Corporate tax transparency deal opens door for shifting practices to tax havens

  • Posted on: 2 June 2021
  • By: Anonimo (non verificato)

The deal reached yesterday between the European Parliament, Commission and Council on corporate tax transparency fails to cover most of the world, allowing plenty of leeway for corporate tax dodging.

The agreement on the file known as “country-by-country reporting” (CbCR), which member states had been stalling for years, requires multinationals and their subsidiaries with annual revenues of over €750 million to make public the amount of taxes they pay in each member state.

The final text has a very limited geographical scope and does not include major tax-havens.

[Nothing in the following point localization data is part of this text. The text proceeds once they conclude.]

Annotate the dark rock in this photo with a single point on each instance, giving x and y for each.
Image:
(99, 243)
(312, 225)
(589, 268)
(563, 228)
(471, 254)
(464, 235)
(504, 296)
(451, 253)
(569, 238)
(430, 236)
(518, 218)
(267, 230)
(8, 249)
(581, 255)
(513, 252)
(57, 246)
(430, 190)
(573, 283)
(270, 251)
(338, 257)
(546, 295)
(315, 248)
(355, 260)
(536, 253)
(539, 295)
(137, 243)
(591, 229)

The CBCR agreement also gives multinationals a five-year reporting exemption period, the so-called safeguard clause, to help them hide sensitive information –  a key demand of the lobbies representing big business.

A recent report by the Left group in the European Parliament found that Amazon pays little to no tax in Europe through its Luxembourg subsidiaries, which fictitiously report massive operating losses. Failing to include in the agreement full disaggregation on country-by-country reporting may make it hard to unearth such practices.

Every year, the EU loses up to €1 trillion to tax dodging. While the agreement will help reveal the extent of corporate tax avoidance in Europe, it opens the door for corporations to adjust and shift their tactics to other countries, according to the Left’s Co-President Manon Aubry:

“The agreement reached on public country-by-country reporting is very disappointing as it leaves out more than 80% of states in the world, including major tax havens such as the Bahamas, Switzerland and Cayman Islands. How can we pretend to fight corporate tax avoidance with such limited information?

“The European Parliament has given up on some of the key points under pressure from corporate lobbies and the Council. Whereas tax avoidance costs EU member states billions of euros every year, the European Union has demonstrated once again its inability to seriously tackle the issue. As always, the EU continues to defend the interests of global corporations over its citizens,” Aubry concluded.